Do not include last assistant answer in the list of messages. In fact, during evaluation, we will pass the conversation to your agent and expect it to generate an assistant answer. The newly generated answer will be evaluated against the checks.

If you want to show the last assistant answer to the user, you can include it in the conversation as demo_output. In this way, it will be shown in the dataset, but not used in the evaluation.

hub.conversations.create(
    dataset_id=dataset.id,

    # A list of messages, without the last assistant answer
    messages=[
        {"role": "user", "content": "Hi, I have problems the laptop I bought from you."},
        {"role": "assistant", "content": "I'm sorry to hear that. What seems to be the problem?"},
        {"role": "user", "content": "The battery is not charging."},
    ],

    # We can place a recorded answer as `demo_output` (optional)
    demo_output={
        "role": "assistant",
        "content": "I see. Have you tried to restart the laptop?",
        "metadata": {"category": "laptop", "subcategory": "battery", "resolved": False},
    },

    # Tags (optional)
    tags=["customer-support"],

    # Evaluation checks (optional)
    checks=[
        {"identifier": "correctness", "params": {"reference": "I see, could you please give me the model number of the laptop?"}},
        {"identifier": "conformity", "params": {"rules": ["The assistant should employ a polite and friendly tone."]}},
        {"identifier": "metadata", "params": {"json_path_rules": [{"json_path": "$.category", "expected_value": "laptop", "expected_value_type": "string"}, {"json_path": "$.subcategory", "expected_value": "battery", "expected_value_type": "string"}, {"json_path": "$.resolved", "expected_value": False, "expected_value_type": "boolean"}]}},
        {"identifier": "semantic_similarity", "params": {"reference": "I see, could you please give me the model number of the laptop?", "threshold": 0.8}},
    ]
)

Retrieve conversations

You can also retrieve existing conversations for editing or deletion.

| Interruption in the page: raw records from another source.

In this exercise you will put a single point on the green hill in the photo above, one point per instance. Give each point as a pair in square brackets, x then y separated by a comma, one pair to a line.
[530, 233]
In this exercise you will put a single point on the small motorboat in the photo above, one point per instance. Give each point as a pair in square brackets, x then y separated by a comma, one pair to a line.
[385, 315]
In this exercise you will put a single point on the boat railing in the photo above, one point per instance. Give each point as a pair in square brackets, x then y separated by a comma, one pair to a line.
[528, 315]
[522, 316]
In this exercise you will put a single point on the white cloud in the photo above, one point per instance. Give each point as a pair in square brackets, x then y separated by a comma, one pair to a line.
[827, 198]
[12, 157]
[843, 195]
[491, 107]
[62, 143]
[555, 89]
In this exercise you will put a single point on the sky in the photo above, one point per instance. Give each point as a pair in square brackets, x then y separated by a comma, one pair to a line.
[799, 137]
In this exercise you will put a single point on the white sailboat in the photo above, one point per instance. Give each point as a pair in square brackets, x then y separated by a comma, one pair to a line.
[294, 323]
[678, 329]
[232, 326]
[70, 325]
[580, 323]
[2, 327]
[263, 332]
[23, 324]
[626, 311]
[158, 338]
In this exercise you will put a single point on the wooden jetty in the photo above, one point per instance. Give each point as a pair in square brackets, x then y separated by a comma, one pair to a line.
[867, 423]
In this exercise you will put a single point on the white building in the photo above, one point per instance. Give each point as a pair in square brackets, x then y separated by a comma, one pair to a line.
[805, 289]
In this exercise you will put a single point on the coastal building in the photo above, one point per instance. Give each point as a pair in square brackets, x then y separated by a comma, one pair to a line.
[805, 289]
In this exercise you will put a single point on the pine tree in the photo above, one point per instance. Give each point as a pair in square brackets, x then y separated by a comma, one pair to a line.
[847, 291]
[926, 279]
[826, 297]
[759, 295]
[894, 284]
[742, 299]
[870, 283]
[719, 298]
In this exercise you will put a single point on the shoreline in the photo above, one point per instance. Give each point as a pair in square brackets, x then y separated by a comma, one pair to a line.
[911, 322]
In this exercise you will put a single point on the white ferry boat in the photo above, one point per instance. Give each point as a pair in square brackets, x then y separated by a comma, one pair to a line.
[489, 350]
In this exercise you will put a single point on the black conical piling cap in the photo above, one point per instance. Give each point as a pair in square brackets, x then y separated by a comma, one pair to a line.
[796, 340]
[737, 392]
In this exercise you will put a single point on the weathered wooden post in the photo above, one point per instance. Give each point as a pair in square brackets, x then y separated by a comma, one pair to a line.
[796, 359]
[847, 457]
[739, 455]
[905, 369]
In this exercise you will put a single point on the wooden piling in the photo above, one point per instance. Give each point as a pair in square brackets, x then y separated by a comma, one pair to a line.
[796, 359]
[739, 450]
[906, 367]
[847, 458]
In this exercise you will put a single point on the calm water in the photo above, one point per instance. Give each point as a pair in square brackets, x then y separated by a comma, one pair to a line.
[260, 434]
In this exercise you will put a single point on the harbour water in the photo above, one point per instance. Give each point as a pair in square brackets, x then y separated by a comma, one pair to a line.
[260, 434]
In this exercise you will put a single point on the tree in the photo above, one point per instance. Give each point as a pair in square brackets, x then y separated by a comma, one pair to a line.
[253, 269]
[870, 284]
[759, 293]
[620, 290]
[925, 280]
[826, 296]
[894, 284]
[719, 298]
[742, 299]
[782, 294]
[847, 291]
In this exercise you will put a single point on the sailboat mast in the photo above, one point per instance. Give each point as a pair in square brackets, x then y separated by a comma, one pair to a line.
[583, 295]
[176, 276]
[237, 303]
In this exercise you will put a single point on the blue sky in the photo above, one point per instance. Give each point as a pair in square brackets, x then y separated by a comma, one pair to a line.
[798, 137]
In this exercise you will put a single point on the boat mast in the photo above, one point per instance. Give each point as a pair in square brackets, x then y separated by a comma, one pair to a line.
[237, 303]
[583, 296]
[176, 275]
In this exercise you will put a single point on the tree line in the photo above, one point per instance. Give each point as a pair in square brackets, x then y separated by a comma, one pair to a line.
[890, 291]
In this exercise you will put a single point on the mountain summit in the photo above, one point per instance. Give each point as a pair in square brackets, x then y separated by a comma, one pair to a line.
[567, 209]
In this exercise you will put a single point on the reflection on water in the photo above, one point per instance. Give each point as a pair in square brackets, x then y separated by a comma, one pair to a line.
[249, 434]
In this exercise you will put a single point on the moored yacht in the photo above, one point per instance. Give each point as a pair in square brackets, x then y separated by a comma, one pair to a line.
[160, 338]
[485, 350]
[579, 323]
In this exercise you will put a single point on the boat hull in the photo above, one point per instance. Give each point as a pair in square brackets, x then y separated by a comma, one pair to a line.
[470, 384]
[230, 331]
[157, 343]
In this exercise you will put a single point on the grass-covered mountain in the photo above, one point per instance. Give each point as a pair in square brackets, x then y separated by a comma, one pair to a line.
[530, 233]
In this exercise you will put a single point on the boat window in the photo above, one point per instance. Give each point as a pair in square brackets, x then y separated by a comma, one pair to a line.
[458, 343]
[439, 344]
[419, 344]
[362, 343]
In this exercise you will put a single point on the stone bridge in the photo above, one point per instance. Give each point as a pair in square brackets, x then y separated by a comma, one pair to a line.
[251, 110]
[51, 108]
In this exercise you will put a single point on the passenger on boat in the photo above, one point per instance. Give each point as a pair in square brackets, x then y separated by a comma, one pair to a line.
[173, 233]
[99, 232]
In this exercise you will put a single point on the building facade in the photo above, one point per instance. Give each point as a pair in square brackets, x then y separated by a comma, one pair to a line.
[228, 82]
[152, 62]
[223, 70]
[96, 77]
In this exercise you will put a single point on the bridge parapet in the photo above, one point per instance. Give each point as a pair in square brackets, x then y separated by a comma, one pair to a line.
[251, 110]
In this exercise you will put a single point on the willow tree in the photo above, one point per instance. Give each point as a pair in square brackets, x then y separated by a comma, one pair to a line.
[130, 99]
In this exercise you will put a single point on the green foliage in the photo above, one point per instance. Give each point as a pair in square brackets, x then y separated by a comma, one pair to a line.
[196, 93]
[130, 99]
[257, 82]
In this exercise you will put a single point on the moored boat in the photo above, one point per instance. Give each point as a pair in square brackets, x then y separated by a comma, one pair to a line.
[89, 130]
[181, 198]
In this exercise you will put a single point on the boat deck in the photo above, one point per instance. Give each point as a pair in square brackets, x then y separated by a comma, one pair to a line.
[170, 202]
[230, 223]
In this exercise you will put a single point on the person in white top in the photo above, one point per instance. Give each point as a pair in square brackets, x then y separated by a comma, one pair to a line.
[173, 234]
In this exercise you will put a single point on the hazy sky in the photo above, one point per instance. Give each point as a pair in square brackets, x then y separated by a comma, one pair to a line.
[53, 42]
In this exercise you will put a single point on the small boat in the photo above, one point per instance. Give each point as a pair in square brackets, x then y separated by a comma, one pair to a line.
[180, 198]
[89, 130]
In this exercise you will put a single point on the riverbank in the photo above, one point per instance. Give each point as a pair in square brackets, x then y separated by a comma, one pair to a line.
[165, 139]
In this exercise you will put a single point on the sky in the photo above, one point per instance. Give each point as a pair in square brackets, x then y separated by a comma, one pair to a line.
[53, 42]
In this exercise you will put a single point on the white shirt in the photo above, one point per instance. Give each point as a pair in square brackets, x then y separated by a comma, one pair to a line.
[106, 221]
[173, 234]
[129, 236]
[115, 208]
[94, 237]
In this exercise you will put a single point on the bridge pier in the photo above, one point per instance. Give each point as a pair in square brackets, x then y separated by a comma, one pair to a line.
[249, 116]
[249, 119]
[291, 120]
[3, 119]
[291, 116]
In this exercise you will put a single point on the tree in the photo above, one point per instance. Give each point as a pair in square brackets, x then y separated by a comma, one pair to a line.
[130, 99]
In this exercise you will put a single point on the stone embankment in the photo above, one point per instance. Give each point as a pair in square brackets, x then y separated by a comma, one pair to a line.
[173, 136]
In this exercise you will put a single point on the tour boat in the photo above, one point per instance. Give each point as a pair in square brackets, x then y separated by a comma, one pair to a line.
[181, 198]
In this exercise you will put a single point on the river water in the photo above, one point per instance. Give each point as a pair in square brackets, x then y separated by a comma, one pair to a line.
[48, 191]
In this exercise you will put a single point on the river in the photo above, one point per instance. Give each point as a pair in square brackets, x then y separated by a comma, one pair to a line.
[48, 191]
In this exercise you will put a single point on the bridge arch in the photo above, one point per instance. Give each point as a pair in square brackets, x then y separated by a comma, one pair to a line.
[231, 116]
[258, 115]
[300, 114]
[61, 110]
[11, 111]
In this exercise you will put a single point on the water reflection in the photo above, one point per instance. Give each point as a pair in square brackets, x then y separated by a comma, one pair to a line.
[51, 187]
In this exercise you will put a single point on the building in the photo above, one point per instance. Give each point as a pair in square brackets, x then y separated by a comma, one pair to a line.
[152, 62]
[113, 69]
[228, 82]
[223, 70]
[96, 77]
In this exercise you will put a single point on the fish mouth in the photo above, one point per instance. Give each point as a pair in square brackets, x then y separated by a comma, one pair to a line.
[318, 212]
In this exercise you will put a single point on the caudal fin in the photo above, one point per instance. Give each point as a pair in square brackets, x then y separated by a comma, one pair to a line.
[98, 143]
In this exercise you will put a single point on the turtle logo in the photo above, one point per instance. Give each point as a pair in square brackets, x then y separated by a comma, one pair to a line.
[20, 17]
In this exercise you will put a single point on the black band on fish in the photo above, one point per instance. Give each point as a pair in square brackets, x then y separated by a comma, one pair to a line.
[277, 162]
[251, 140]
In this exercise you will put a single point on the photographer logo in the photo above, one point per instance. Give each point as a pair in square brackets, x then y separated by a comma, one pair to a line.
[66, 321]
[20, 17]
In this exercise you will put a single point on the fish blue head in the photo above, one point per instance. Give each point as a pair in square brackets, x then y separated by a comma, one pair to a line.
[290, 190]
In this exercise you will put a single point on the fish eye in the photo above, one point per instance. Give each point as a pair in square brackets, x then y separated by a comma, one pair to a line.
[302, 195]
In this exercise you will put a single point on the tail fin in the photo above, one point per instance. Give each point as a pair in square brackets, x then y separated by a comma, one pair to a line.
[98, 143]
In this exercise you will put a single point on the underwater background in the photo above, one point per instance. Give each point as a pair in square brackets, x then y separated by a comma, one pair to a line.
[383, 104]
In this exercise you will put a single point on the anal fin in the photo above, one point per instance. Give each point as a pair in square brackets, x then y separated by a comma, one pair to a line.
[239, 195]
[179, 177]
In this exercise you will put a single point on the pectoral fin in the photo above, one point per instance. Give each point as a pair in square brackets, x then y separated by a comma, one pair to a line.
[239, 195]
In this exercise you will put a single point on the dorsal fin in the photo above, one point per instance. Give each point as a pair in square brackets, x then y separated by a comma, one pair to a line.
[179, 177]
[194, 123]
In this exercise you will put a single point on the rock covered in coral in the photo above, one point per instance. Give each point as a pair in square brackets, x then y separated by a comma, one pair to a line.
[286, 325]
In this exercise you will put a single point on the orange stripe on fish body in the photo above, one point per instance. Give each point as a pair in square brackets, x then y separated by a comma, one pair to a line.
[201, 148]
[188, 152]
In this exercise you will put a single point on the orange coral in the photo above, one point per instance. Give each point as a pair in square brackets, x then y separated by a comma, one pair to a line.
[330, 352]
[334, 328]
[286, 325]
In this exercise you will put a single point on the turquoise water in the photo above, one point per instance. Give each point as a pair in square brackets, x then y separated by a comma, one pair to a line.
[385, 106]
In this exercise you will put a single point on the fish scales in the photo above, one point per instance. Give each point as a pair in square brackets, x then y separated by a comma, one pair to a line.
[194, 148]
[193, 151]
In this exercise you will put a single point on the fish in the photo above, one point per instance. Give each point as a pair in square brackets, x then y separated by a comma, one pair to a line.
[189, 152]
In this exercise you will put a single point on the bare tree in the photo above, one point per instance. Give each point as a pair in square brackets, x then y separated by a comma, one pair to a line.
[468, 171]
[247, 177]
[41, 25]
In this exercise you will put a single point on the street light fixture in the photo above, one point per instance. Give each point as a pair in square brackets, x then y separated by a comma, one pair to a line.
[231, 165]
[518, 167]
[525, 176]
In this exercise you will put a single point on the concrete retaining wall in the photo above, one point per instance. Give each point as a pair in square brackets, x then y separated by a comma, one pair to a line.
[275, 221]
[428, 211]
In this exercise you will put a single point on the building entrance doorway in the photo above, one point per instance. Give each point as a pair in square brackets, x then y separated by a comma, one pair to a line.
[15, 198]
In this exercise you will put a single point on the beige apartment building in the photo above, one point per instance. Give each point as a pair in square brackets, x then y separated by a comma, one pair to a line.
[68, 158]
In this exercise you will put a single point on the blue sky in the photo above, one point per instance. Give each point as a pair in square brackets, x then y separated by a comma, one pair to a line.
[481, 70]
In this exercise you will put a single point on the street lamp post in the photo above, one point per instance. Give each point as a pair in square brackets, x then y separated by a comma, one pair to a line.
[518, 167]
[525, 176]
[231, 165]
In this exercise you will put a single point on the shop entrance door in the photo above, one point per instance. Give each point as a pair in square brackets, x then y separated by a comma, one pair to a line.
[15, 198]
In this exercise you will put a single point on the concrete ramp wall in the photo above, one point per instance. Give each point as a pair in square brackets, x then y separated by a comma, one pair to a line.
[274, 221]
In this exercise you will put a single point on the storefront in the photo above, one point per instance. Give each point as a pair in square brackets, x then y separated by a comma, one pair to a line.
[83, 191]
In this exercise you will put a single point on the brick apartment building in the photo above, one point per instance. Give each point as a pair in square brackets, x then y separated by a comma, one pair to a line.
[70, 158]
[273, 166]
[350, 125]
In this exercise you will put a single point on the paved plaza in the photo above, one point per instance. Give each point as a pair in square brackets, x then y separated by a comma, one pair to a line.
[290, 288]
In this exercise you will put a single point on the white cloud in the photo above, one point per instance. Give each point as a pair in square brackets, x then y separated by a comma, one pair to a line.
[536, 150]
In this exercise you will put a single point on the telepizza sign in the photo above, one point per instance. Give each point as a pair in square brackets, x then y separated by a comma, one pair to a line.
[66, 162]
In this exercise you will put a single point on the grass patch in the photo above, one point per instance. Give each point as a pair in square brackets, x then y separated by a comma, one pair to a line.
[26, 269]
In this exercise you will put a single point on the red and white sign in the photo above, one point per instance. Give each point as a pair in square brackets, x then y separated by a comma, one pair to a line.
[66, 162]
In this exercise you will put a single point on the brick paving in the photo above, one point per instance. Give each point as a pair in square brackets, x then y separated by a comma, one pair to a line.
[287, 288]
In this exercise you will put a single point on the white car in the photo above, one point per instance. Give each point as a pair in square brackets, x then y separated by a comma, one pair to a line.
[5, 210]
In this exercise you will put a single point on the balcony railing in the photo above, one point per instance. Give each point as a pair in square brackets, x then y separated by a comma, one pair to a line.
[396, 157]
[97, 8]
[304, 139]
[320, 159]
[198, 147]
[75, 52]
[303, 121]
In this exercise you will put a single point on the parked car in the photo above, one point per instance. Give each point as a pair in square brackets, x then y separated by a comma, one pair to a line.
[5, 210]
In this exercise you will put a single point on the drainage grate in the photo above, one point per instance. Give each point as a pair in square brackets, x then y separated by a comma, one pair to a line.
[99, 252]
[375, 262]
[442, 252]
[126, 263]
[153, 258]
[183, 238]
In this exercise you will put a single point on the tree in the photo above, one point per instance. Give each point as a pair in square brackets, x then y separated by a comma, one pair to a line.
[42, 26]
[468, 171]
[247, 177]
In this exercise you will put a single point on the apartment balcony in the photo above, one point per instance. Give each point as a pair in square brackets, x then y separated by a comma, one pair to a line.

For example, in certain cases you may want programmatically assign certain annotations to the conversation, or update the conversation with the new data.

# Retrieve all conversations
conversations = hub.conversations.list(dataset_id=dataset.id)

# Or simply
conversations = dataset.conversations

Update a conversation

After retrieving the conversations, we can update them. For example, let’s say we want to add the tag “tech” to all conversations containing the word “laptop” in the user message:

# Update the conversations
for conversation in conversations:
    if "laptop" in conversation.messages[0].content:
        # This will only update the tags, without changing the other fields
        hub.conversations.update(
            conversation.id,
            tags=conversation.tags + ["tech"]
        )

Delete a conversation

Finally, you can delete conversations that you no longer need. For example:

conversation_to_delete = dataset.conversations[0]

hub.conversations.delete(conversation_to_delete.id)

Warning

Deleting a conversation is permanent and cannot be undone. Make sure you’re not using the conversation in any active evaluations before deleting it.